Quickstart: enable the full metrics stack#

If you do not already have Prometheus or Grafana running, the quickest way to get started is to let the SkyPilot Helm chart deploy everything for you with a single command:

helm upgrade --install skypilot skypilot/skypilot-nightly --devel \
  --namespace skypilot \
  --create-namespace \
  --reuse-values \
  --set apiService.metrics.enabled=true \
  --set prometheus.enabled=true \
  --set grafana.enabled=true

You can access Grafana at the /grafana endpoint:

# Fetch the endpoint URL
HOST=$(kubectl get svc ${RELEASE_NAME}-ingress-nginx-controller --namespace $NAMESPACE -o jsonpath='{.status.loadBalancer.ingress[0].ip}')
echo http://$HOST/grafana

Metrics exposed#

The endpoint /grafana on the SkyPilot API server exposes the following metrics in standard Prometheus format:

API Server uptime
Requests per second grouped by HTTP status code
Request duration grouped by percentile
Requests per second grouped by endpoint path

You can also setup GPU metric collection to directly export GPU memory, utilization and power consumption.

Using existing Prometheus / Grafana#

The Helm chart introduces three new top-level blocks to provide flexibility in how you set up Prometheus and Grafana:

apiService.metrics.enabled – enables the /metrics HTTP endpoint on the SkyPilot API server.
prometheus.enabled – deploys a prometheus instance configured to scrape the /metrics endpoint on the SkyPilot API server.
grafana.enabled – deploys Grafana with a pre-baked dashboard to display the SkyPilot API server metrics from prometheus.
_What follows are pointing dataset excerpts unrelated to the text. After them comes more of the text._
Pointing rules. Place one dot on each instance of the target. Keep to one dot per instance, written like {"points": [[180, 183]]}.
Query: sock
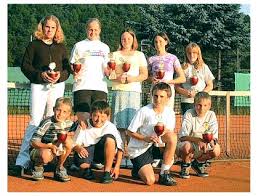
{"points": [[172, 162], [164, 167], [201, 162]]}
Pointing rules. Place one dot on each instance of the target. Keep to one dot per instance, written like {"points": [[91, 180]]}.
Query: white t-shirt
{"points": [[143, 122], [194, 126], [93, 56], [204, 75], [136, 61], [92, 135]]}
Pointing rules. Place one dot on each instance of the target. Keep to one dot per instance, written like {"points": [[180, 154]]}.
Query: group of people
{"points": [[95, 132]]}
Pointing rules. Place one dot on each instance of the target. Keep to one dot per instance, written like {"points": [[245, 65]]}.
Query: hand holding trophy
{"points": [[51, 73], [112, 66], [61, 136]]}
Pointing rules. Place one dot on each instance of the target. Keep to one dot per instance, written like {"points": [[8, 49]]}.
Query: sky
{"points": [[247, 9]]}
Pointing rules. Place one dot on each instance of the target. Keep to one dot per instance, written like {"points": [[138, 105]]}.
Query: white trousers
{"points": [[42, 101]]}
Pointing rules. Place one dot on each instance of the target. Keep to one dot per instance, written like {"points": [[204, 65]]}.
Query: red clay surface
{"points": [[224, 177], [239, 124]]}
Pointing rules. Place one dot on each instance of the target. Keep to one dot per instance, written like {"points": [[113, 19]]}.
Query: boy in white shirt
{"points": [[192, 145], [101, 142], [141, 131]]}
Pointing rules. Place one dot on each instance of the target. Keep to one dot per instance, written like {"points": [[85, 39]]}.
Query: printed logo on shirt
{"points": [[93, 53]]}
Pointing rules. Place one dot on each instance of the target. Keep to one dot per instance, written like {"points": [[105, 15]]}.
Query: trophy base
{"points": [[112, 75]]}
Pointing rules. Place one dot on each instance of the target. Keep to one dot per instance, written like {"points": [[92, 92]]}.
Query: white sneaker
{"points": [[155, 162], [73, 167], [98, 165]]}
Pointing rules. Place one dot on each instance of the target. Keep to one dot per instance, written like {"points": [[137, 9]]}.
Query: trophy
{"points": [[52, 73], [76, 68], [207, 136], [112, 66], [61, 137], [160, 73]]}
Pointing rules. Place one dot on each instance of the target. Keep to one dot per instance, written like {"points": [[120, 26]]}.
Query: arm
{"points": [[143, 75], [209, 86], [27, 68], [182, 91], [115, 172], [148, 139], [65, 73]]}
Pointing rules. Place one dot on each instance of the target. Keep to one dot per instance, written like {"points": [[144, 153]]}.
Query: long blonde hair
{"points": [[59, 35], [199, 61]]}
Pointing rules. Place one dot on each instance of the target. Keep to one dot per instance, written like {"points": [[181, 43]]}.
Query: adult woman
{"points": [[198, 77], [164, 65], [45, 64], [92, 54], [131, 70]]}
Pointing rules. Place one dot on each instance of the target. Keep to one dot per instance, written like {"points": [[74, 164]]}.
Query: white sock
{"points": [[164, 167]]}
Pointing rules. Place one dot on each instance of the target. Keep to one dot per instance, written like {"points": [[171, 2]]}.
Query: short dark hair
{"points": [[164, 36], [82, 107], [64, 100], [201, 95], [162, 86], [101, 106]]}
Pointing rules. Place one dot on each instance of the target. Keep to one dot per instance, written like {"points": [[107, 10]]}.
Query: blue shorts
{"points": [[96, 152], [146, 158]]}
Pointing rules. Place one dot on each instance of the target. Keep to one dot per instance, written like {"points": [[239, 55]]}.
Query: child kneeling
{"points": [[100, 142], [45, 141], [192, 147]]}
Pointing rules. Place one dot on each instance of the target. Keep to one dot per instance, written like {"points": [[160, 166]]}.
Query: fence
{"points": [[233, 119]]}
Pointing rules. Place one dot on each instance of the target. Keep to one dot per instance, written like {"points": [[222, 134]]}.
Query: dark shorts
{"points": [[96, 152], [146, 158], [88, 96]]}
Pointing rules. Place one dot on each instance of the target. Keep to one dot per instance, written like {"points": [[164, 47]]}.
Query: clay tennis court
{"points": [[231, 176], [225, 175]]}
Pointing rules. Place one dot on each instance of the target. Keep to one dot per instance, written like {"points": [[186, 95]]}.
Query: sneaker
{"points": [[61, 175], [37, 173], [156, 163], [88, 174], [106, 179], [73, 167], [18, 170], [135, 174], [185, 170], [167, 179], [199, 168], [98, 166]]}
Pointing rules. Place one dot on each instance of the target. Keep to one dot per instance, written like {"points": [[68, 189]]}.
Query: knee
{"points": [[170, 137], [150, 180], [69, 143], [186, 148], [216, 151], [46, 156], [109, 139]]}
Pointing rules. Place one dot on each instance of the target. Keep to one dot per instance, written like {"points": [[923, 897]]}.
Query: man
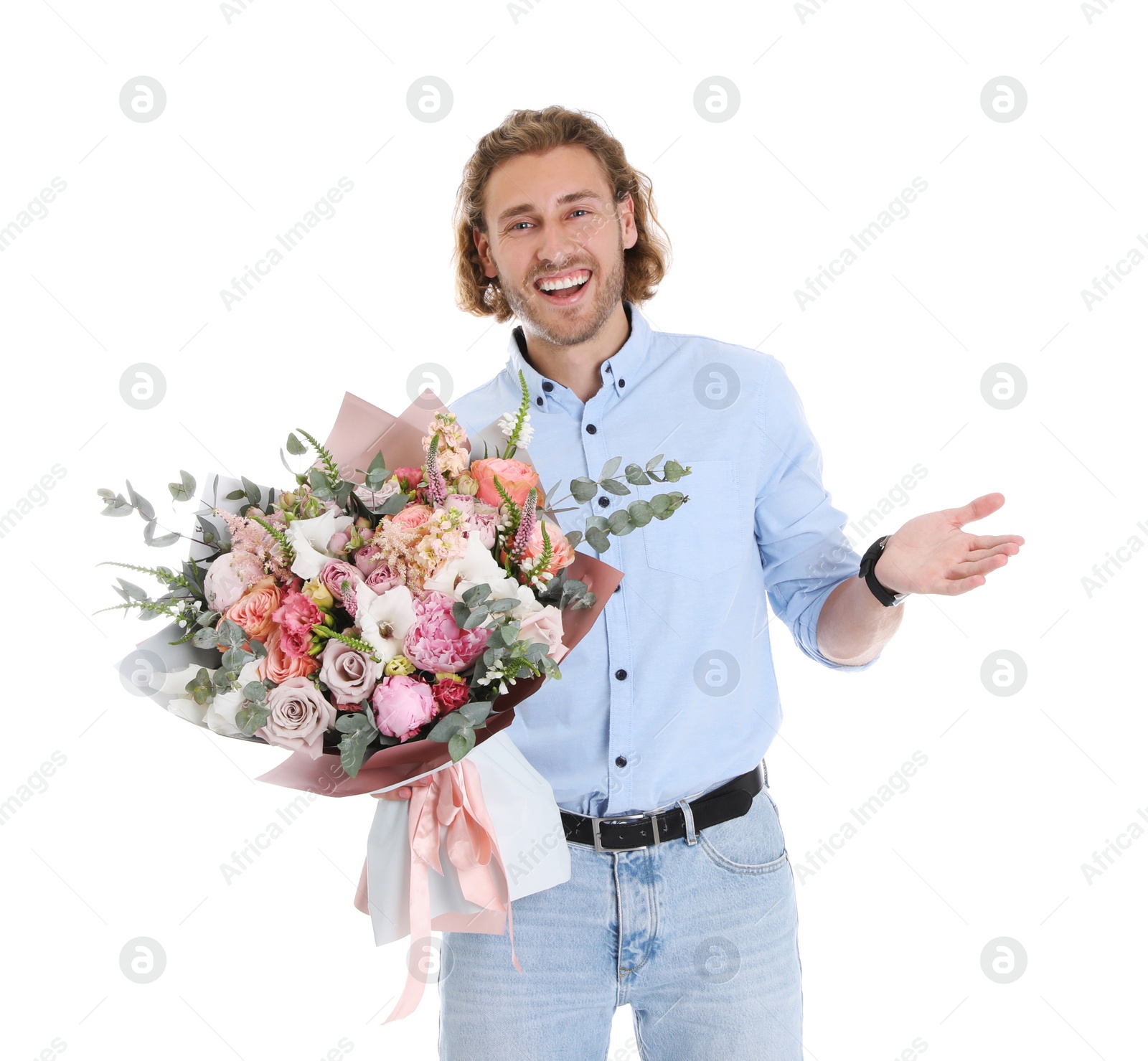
{"points": [[683, 906]]}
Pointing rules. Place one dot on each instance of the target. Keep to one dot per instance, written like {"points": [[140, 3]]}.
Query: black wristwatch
{"points": [[868, 563]]}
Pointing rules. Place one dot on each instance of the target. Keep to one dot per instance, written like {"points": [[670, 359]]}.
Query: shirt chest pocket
{"points": [[703, 537]]}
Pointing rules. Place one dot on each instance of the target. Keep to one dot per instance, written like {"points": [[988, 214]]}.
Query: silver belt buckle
{"points": [[597, 835]]}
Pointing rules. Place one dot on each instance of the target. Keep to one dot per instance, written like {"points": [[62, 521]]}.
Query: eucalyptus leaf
{"points": [[635, 476], [597, 540], [610, 468], [461, 743], [612, 486], [583, 489]]}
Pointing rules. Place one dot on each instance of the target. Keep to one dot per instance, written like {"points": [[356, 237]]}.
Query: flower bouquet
{"points": [[382, 623], [363, 610]]}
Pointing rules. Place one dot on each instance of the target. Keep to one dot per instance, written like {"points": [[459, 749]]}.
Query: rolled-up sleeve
{"points": [[801, 535]]}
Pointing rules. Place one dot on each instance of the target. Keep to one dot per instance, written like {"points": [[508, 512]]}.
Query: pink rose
{"points": [[413, 516], [382, 579], [409, 477], [340, 577], [253, 611], [367, 558], [451, 694], [300, 716], [562, 550], [346, 672], [434, 642], [486, 520], [278, 666], [296, 617], [545, 626], [514, 477], [402, 707]]}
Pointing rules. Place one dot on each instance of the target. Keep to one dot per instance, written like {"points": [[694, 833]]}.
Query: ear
{"points": [[482, 246], [629, 225]]}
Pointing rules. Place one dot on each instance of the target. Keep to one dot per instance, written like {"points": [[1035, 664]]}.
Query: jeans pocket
{"points": [[752, 843]]}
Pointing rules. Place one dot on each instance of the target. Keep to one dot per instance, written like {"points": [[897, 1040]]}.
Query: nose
{"points": [[558, 248]]}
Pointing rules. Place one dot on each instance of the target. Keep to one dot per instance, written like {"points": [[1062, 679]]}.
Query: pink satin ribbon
{"points": [[453, 798]]}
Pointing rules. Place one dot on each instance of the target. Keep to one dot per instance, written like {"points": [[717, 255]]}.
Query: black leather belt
{"points": [[631, 831]]}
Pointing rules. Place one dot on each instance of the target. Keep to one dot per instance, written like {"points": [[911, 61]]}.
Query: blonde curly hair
{"points": [[524, 131]]}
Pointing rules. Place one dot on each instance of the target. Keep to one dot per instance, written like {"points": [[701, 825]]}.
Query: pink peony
{"points": [[296, 617], [433, 642], [402, 707], [229, 577]]}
All three default to false so you can mix & match:

Fully managed Prometheus + Grafana – set apiService.metrics.enabled: true, prometheus.enabled: true, and grafana.enabled: true. The chart will deploy a fully managed Prometheus + Grafana stack.
External Prometheus / Grafana – set only apiService.metrics.enabled: true. The API server will expose the metrics on the /metrics endpoint and the pod will be annotated with prometheus.io/scrape: true to enable automatic scraping by prometheus.
External Grafana, internal Prometheus – enable prometheus but disable grafana. Point your existing Grafana at the Prometheus service created by the chart.